IRANOL Oil Company
- Company type: Public company TSE: NOLZ1 ISIN: IRO3NOLZ0001
- Industry: Petroleum industry, Petrochemical industry
- Founded: 2003
- Founder: National Iranian Oil Company
- Headquarters: Tehran, Iran
- Area served: West Asia
- Products: Lubricant, Motor oil, Grease
- Owner: Social Security Organization Civil Servants Pension Fund Astan Quds Razavi
- Website: www.iranol.ir

= Iranol Oil Company =

Oil company of Iran

The Iranol Oil Company (شرکت نفت ایرانول) is an Iranian oil company based in Abadan and Tehran. It produces engine oils, greases, and lubricants and manufactures Bright Stock, an oil industry product. The company's products are part of the West Asian market for lubricants and related products.
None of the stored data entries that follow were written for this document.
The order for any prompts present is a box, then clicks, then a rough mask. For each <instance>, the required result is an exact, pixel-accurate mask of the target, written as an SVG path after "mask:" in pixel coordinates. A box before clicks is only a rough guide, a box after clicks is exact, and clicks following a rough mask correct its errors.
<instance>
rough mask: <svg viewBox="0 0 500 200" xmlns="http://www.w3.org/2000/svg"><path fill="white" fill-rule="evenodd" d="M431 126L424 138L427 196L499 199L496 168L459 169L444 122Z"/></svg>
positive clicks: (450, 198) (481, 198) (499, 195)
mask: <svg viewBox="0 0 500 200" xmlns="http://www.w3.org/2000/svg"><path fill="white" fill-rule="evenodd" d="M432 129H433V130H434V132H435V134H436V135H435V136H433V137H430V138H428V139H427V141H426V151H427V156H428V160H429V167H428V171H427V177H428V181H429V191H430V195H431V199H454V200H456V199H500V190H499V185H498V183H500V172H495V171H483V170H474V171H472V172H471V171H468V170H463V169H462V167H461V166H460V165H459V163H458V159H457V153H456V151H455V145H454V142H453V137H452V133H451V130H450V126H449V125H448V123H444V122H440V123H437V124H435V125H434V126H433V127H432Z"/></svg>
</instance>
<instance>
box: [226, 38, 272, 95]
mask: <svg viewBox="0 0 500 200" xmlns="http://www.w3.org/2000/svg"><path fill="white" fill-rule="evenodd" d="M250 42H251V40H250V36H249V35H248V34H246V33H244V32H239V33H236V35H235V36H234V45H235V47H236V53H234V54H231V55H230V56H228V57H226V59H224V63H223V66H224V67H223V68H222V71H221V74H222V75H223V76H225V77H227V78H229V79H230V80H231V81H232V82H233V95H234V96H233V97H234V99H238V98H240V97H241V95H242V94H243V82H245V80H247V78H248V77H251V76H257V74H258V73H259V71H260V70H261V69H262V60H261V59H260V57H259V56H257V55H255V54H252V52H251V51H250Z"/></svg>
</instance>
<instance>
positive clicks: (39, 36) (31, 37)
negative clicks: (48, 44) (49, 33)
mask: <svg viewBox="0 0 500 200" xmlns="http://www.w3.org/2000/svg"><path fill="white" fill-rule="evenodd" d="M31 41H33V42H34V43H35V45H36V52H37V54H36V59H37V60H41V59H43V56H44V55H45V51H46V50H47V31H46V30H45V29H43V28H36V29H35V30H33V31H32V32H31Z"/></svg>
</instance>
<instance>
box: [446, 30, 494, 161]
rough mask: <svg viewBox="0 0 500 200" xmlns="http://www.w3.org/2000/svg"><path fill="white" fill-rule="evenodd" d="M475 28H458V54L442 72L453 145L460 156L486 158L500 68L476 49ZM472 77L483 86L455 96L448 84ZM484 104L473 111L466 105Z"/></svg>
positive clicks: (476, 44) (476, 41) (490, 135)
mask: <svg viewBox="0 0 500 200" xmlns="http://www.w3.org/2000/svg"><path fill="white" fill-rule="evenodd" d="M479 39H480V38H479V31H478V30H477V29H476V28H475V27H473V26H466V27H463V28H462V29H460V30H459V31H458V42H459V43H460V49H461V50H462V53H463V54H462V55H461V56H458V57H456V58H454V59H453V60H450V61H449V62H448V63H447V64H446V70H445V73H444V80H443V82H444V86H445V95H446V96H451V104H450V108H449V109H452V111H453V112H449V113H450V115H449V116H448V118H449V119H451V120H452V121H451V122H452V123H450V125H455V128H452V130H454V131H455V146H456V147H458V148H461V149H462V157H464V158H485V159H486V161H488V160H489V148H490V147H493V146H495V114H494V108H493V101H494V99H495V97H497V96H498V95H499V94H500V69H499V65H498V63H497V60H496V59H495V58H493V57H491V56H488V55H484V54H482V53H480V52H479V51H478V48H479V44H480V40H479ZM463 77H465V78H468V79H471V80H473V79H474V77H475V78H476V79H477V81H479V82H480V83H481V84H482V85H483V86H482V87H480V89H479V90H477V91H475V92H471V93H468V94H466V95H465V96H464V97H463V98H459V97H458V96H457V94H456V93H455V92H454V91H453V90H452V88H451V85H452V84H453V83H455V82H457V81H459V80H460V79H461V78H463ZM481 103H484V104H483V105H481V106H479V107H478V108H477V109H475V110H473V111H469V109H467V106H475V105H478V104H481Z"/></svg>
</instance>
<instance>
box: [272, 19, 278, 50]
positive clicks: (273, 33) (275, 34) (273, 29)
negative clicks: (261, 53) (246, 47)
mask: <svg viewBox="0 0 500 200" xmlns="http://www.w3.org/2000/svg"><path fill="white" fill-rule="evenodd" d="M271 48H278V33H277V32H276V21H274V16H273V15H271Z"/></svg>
Iranol's facilities include a hydro-finishing and oil production unit at the Abadan Refinery and Tehran Refinery.

==History==

As part of the Iranian government's privatization efforts and policies to reduce state ownership in non-monopoly sectors, the oil refining units of Tehran and Abadan refineries were transferred to several organizations: the Social Security Organization, the Civil Servants Pension Fund, and the Astan Quds Razavi. This transfer resulted in the establishment of Iranol Oil Company on December 1, 2002. In February 2012, the company was listed on the Tehran Stock Exchange. Iranol Oil Company operates in two main areas: Tehran Oil Refinery and Abadan Refinery.